In casu staat het dichters vrij, zoals Hugo Claus zo treffend schreef, taalgrenzen open te breken en bijgevolg de particuliere en tendentieuze zienswijzen die erachter schuilgaan. Dat het proces van transgressie geschiedt met “een tiet en een dij daarbij”, is de vanzelfsprekendheid zelve.

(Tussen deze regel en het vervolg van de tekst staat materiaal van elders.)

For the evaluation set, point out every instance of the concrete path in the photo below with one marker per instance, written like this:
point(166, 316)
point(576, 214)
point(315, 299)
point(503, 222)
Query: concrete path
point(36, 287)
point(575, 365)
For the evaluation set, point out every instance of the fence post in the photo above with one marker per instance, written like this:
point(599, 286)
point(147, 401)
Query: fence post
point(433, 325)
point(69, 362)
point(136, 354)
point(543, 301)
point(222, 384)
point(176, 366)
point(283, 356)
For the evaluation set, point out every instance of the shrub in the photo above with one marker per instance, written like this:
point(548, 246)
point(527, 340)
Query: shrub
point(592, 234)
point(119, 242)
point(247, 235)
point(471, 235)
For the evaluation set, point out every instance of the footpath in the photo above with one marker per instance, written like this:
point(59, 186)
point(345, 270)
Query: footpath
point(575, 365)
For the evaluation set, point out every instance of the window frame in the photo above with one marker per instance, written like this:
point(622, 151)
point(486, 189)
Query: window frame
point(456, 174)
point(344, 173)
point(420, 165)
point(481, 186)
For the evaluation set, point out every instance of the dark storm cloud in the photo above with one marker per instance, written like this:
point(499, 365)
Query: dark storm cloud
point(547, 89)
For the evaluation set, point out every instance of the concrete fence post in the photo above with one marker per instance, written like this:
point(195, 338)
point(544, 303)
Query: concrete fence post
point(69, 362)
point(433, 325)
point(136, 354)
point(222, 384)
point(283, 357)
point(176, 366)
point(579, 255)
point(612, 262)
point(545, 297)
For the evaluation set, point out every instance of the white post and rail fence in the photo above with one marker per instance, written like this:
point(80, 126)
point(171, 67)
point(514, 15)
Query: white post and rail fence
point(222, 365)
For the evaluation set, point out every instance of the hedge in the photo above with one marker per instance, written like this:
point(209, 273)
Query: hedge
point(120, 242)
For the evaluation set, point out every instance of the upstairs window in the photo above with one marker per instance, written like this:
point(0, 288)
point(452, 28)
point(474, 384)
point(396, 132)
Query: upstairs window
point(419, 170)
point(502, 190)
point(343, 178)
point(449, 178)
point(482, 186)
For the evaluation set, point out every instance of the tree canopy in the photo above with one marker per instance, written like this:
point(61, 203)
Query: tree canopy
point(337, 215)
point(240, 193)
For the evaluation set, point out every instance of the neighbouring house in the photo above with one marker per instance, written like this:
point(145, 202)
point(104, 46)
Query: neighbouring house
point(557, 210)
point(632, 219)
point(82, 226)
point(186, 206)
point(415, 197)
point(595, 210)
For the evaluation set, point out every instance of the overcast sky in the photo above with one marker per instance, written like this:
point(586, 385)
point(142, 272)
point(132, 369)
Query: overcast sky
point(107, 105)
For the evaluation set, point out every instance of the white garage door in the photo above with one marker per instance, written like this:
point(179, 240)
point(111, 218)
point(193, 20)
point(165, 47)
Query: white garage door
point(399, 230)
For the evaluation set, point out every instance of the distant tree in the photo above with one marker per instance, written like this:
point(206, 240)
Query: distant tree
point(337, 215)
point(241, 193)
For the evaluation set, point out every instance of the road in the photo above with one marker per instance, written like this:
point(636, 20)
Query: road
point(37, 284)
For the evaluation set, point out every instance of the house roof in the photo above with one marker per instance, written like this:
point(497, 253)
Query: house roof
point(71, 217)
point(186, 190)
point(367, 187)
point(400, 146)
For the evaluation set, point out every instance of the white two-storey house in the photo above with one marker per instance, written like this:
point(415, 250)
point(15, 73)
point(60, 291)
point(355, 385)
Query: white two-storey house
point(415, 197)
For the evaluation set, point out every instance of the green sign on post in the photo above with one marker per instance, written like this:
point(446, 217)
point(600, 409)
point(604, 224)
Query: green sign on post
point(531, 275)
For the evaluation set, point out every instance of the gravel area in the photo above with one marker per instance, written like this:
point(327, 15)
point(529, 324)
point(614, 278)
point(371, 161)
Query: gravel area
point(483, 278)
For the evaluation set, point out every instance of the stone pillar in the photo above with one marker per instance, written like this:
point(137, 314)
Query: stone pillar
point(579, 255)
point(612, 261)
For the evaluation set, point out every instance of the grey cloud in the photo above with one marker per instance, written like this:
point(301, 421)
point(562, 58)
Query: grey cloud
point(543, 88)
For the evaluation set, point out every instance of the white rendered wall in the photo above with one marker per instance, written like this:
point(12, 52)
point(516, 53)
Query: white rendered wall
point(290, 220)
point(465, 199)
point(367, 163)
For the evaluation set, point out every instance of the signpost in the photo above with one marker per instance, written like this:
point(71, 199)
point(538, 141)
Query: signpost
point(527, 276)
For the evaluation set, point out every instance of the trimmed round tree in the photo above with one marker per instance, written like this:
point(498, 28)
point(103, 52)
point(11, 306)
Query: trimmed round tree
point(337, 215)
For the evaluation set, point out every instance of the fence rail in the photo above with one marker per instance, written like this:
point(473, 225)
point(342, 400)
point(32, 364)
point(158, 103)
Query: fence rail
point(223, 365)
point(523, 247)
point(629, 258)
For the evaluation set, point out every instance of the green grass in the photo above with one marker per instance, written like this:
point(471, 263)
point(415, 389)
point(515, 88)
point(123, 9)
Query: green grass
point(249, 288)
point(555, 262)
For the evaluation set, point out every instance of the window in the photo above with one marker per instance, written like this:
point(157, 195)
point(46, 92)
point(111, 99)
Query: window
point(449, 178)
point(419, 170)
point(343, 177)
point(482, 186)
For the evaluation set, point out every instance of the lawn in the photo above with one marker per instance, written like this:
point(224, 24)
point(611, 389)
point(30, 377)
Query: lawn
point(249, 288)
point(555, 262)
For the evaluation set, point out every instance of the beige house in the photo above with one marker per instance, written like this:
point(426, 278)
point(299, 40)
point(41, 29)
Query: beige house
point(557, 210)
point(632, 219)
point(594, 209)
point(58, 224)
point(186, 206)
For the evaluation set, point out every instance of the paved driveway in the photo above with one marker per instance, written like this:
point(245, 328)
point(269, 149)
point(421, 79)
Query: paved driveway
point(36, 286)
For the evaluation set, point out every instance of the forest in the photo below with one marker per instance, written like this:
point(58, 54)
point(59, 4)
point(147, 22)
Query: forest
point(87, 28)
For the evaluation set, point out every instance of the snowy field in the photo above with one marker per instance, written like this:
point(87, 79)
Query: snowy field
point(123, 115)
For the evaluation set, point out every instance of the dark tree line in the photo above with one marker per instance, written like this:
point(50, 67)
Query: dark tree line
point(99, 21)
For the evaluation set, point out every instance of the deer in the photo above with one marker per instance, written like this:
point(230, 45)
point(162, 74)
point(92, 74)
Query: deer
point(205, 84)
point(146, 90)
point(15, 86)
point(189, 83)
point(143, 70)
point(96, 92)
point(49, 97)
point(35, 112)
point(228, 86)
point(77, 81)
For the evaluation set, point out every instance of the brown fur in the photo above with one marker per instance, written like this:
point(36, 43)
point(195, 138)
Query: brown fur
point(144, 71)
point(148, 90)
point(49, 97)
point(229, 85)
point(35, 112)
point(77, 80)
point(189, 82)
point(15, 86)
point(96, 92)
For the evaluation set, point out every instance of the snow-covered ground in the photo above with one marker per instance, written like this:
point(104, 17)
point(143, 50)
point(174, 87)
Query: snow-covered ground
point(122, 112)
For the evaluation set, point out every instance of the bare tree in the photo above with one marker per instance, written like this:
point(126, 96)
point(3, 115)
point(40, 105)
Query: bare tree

Wat ik hiermee wil zeggen. Henk van der Waal drukte een en ander helder uit in het opstel ‘De urgentie van het dichten’ in de bundel Gesprekken en essays over de kunst van het dichten (Henk van der Waal en Erik Lindner (red.), 2009): “Per eeuw lopen er misschien een paar dichters, schrijvers en kunstenaars rond die in staat zijn het zelfbesef van hun lezers te kantelen. De evidenties waar iedereen elke dag mee leeft en die iedereen gemakshalve voor waar aanneemt, schoffelen zij onderuit door ze anders uit te leggen of anders te beschrijven. Als je een dergelijke schrijver leest, gutst er een golf van opluchting door je heen. In sommige gevallen gaat er zelfs een soort dubbele troost van uit: je ervaart iets waarvan je niet gedacht had het te kunnen ervaren. En als je dit ervaart, weet je meteen dat je niet de enige bent die dat zo voelt” (p. 192). Antjie Krog geeft méér dan alleen aanleiding tot opluchting.